Paolo177
Paolo177

Reputation: 366

Google App Engine - Task Queue - How to run a task if a condition is met

I have simple python code that creates and handles push queues in google app engine.

To create tasks I use:

 taskqueue.Queue(MY_QUEUE_NAME).add(taskqueue.Task(url=MY_URL,params=MY_PARAMS))

To handle task I use:

class QueueHandler(webapp2.RequestHandler):
    def post(self):
        params = self.request.get('params')
        MY_FUNCION(params)

This works great but I need to run my function only if a condition is met! I would like to do something like this:

class QueueHandler(webapp2.RequestHandler):
    def post(self):
        params = self.request.get('params')
        if IS_RAINING:
            MY_FUNCION(params)
        ELSE:
            RETRY_ANOTHER_TIME

Right now instead of RETRY_ANOTHER_TIME, I used this:

raise ValueError("not_raining")

but I know this is a very bad way to do that.

I also imagined that I could use instead of RETRY_ANOTHER_TIME:

taskqueue.Queue(MY_QUEUE_NAME).add(taskqueue.Task(url=MY_URL,params=MY_PARAMS))

creating another task that will try the same thing but this is slow and awful to me considering this way I could create many duplicates useless tasks.

Upvotes: 1

Views: 342

Answers (1)

Dan Cornilescu
Dan Cornilescu

Reputation: 39824

You don't really have other significantly different alternatives.

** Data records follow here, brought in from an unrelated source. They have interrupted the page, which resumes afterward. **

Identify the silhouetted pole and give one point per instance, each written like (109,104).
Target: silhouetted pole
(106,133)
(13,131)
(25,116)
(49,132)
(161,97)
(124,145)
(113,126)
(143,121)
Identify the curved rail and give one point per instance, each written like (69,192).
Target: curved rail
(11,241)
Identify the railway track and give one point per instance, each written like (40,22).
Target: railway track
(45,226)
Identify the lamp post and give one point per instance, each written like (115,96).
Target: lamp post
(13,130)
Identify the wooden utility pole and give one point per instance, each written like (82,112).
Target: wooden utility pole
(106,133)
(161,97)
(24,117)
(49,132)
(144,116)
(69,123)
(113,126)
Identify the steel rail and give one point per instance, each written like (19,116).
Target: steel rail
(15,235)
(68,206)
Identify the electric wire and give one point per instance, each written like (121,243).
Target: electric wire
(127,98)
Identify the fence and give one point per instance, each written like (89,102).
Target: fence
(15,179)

There is no way to execute the task conditionally, the execution is triggered only by the task's ETA. So your only option is to check the condition inside the task itself - just as you do now - and do the job or not. But by that time the task is already running.

Once a task is scheduled to run, it's either:

  • successful (if the handler returns a code between 200 and 299) and taken off the queue. The only way to keep the task on the queue to RETRY_ANOTHER_TIME is to enqueue another task (a clone of itself, if you want) - your second suggestion
  • failed, in which case it's kept on the queue and retried, but according to the task retry policy configuration, which by default is a gradual backoff scheme. This is effectively what you did when you raised the ValueError exception. Maybe a quieter/slightly more graceful solution would be to simply return a code outside of the 200-299 "OK" range and tune the retry policy according to your needs.

I favour the 1st approach - keep enqueuing and consuming tasks for as long as you need to "execute MY_FUNCION if IS_RAINING". They're pretty light.

If you need to "execute MY_FUNCION if IS_RAINING" (al)most all the time and the interval between the IS_RAINING check is longer than 1 minute and you can obtain the parameters that you're currently passing to the task in some other way it might be more convenient to use a cron job instead of the push queue. Lots of ifs.